しかしながら、Azure Virtual Desktop (AVD) を既定の状態で利用した場合、ファイル転送ができたり、クリップボードの情報をリモートデスクトップ越しにコピーできたりと、セキュアな構成になっていません。

 

※ Web クライアントから Azure Virtual Desktop (AVD) に接続し、ホストプールに登録された仮想マシンに接続する際、既定では「クリップボード」、「ファイル転送」を許可することが可能になっています。

 

今回は、Azure Virtual Desktop (AVD) をよりセキュアに構成する方法について、自分の整理も兼ねて、まとめてみようと思います。

 

 

「クリップボード」無効化手順

1) Azure 管理ポータルにログインし、「Azure Virtual Desktop」を選択します。

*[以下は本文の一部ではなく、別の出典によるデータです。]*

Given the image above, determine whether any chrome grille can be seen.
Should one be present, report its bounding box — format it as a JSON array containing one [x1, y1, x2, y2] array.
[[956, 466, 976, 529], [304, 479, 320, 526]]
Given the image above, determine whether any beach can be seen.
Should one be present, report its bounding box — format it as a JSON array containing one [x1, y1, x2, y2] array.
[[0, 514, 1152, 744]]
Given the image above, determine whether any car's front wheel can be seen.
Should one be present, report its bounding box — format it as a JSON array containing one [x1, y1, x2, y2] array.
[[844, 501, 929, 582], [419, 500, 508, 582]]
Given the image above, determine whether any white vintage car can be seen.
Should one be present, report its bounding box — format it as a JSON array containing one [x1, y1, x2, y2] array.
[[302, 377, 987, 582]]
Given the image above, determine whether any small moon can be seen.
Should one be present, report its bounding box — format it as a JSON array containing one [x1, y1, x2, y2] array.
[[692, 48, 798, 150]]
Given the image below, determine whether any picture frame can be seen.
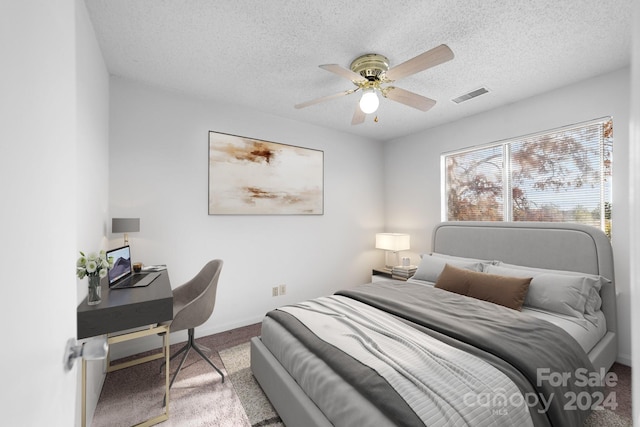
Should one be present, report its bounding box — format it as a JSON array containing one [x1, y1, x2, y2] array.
[[209, 131, 324, 215]]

2) 管理:「ホスト プール」を選択し、該当のホストプールを選択します。


3) 設定:「RDP プロパティ」を選択し、「デバイスのリダイレクト」を選択します。


4)「クリップボードのリダイレクト」-「ローカル コンピュータのクリップボードをリモート セッションで使用可能にしない」を選択し、「保存」を選択します。

 

 

5) Web クライアントから Azure Virtual Desktop (AVD) に接続し、「クリップボード」の選択画面が表示されなくなったことを確認します。

 

 

「ファイル転送」無効化手順

1) Azure 管理ポータルにログインし、「Azure Virtual Desktop」を選択します。

 

2) 管理:「ホスト プール」を選択し、該当のホストプールを選択します。

 

 

3) 設定:「RDP プロパティ」を選択し、「デバイスのリダイレクト」を選択します。

 

 

4)「ドライブとストレージのリダイレクト」-「ドライブをリダイレクトしない」を選択し、「保存」を選択します。

 

 

6) Web クライアントから Azure Virtual Desktop (AVD) に接続し、「ファイル転送」の選択画面が表示されなくなったことを確認します。

 

 

まとめ

今回は、Azure Virtual Desktop (AVD) をよりセキュアに構成するため、「クリップボード」および「ファイル転送」を禁止する方法についてまとめてみました。

クリップボード」および「ファイル転送」機能を利用できたほうが色々と仕事の効率は上がる可能性はありますが、その分、データ漏洩などのリスクを負うことになるかと思います。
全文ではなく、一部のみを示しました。